Changing Identity of Indian Womanhood
Geeta Seshu
REFASHIONING INDIA: GENDER, MEDIA, AND A TRANSFORMED PUBLIC DISCOURSE by Maitrayee Chaudhuri Orient BlackSwan, New Delhi, 2019, 344 pp., 895
February 2019, volume 43, No 2

In October 2018, a couple of weeks after #MeToo Movement hit Indian social media and made its way into mainstream print and broadcast media, a young journalist called this reviewer to ask, ‘How did things come to such a pass in Indian media, where sexual harassment charges against senior editors were an open secret, and where silence meant complicity? Was the Indian media always so compromised?’

In an elliptical manner, some answer to this can be sought from Maitrayee Chaudhuri’s exhaustive revisiting of the transition of Indian media from its stated commitment to a greater social responsibility to a market-driven model in neo-liberalized India. Firmly locating the manner in which the media not just reflected but also actively participated in the creation of a changed gendered identity, she critically examines the effect of this makeover through the celebration of consumerism and individualism as empowerment, and ultimately spawned a new nationalism.

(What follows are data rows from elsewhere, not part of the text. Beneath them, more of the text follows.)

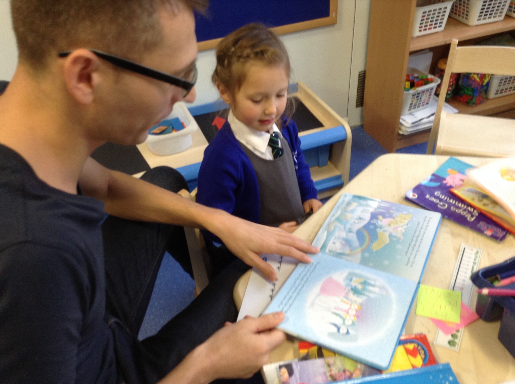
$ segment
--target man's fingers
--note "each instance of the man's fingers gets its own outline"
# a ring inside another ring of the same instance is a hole
[[[253,263],[251,266],[255,267],[270,281],[275,281],[277,280],[277,273],[273,267],[263,260],[258,255],[252,258]]]
[[[254,321],[253,325],[256,332],[262,332],[275,328],[284,320],[284,314],[282,312],[275,312],[260,316]]]
[[[282,344],[286,339],[286,334],[279,330],[272,330],[263,336],[265,337],[265,342],[268,346],[268,349],[270,351]]]
[[[294,247],[288,245],[280,245],[278,247],[277,253],[281,256],[287,256],[295,259],[302,263],[311,263],[313,261],[311,258],[303,252],[301,252]]]

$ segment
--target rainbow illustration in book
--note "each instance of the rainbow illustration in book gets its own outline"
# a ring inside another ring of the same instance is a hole
[[[441,216],[344,194],[313,245],[329,255],[418,281]]]

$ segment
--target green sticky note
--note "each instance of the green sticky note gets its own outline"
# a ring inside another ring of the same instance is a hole
[[[420,316],[459,323],[461,292],[420,284],[417,314]]]

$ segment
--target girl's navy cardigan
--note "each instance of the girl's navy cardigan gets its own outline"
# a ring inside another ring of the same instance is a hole
[[[316,198],[310,166],[300,149],[297,125],[283,116],[281,133],[289,144],[303,203]],[[260,195],[254,168],[226,122],[204,152],[198,173],[197,202],[254,223],[259,223]]]

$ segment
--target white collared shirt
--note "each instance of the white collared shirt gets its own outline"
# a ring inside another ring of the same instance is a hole
[[[232,111],[229,113],[227,121],[231,124],[232,133],[239,142],[260,157],[265,160],[273,160],[272,149],[268,147],[270,133],[249,127],[236,119]],[[275,123],[272,126],[272,132],[279,132],[279,137],[282,137],[282,134]],[[279,145],[282,147],[280,140]]]

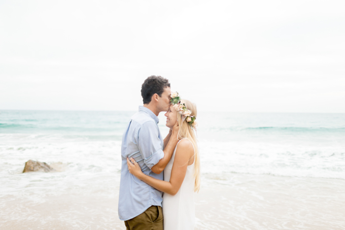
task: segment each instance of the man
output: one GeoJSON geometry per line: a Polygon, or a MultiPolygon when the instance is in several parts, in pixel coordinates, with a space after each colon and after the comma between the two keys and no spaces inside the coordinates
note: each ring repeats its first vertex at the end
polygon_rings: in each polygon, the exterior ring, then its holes
{"type": "Polygon", "coordinates": [[[163,170],[177,143],[177,123],[163,140],[157,116],[167,111],[170,83],[160,76],[148,77],[141,85],[143,106],[133,115],[122,137],[119,217],[128,230],[163,229],[162,193],[130,174],[127,159],[133,158],[142,172],[163,180],[163,170]]]}

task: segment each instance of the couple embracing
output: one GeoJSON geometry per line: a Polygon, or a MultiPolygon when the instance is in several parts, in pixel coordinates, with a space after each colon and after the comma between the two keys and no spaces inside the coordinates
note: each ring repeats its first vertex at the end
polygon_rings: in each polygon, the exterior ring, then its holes
{"type": "Polygon", "coordinates": [[[141,96],[143,106],[122,137],[119,217],[128,230],[193,230],[200,187],[196,106],[161,76],[145,80],[141,96]],[[170,129],[164,139],[157,117],[163,111],[170,129]]]}

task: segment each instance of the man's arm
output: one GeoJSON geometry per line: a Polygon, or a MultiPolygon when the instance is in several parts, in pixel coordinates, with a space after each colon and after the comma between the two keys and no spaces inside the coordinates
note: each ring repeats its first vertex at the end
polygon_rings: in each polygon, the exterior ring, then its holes
{"type": "Polygon", "coordinates": [[[168,133],[168,135],[167,135],[167,136],[166,136],[165,138],[164,138],[164,148],[165,148],[165,146],[168,145],[168,142],[169,142],[169,140],[170,139],[170,137],[172,136],[172,130],[169,129],[169,133],[168,133]]]}
{"type": "MultiPolygon", "coordinates": [[[[159,162],[158,162],[156,164],[153,165],[151,168],[151,170],[155,173],[159,174],[162,172],[164,168],[165,168],[168,163],[169,163],[170,159],[172,158],[172,156],[173,150],[175,149],[176,145],[177,144],[177,142],[178,142],[178,140],[177,140],[178,133],[178,123],[176,121],[176,124],[173,126],[171,136],[166,146],[165,143],[164,146],[165,147],[163,150],[164,152],[164,157],[160,160],[159,162]]],[[[167,136],[167,137],[168,137],[168,136],[167,136]]],[[[167,137],[164,139],[165,141],[166,139],[167,139],[167,137]]]]}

The book comprises twelve chapters, written and published in the span of twenty-five years. It therefore begins with a recap of contemporary historical events and arrives at the present, tracing the sea-change in the media in India with the new economic policies of globalization and liberalization in the 1990s. Hitherto, much of the focus of study has been on the growth of the media, especially of regional media, with considerable research on the ‘dumbing down’ of content in news media, the regressive programmes on television and rise of the Internet and new media. How do these seemingly disparate developments in the media contribute to the refashioning of the nation? And how central is the use of gender in the vision for a nation and a national identity?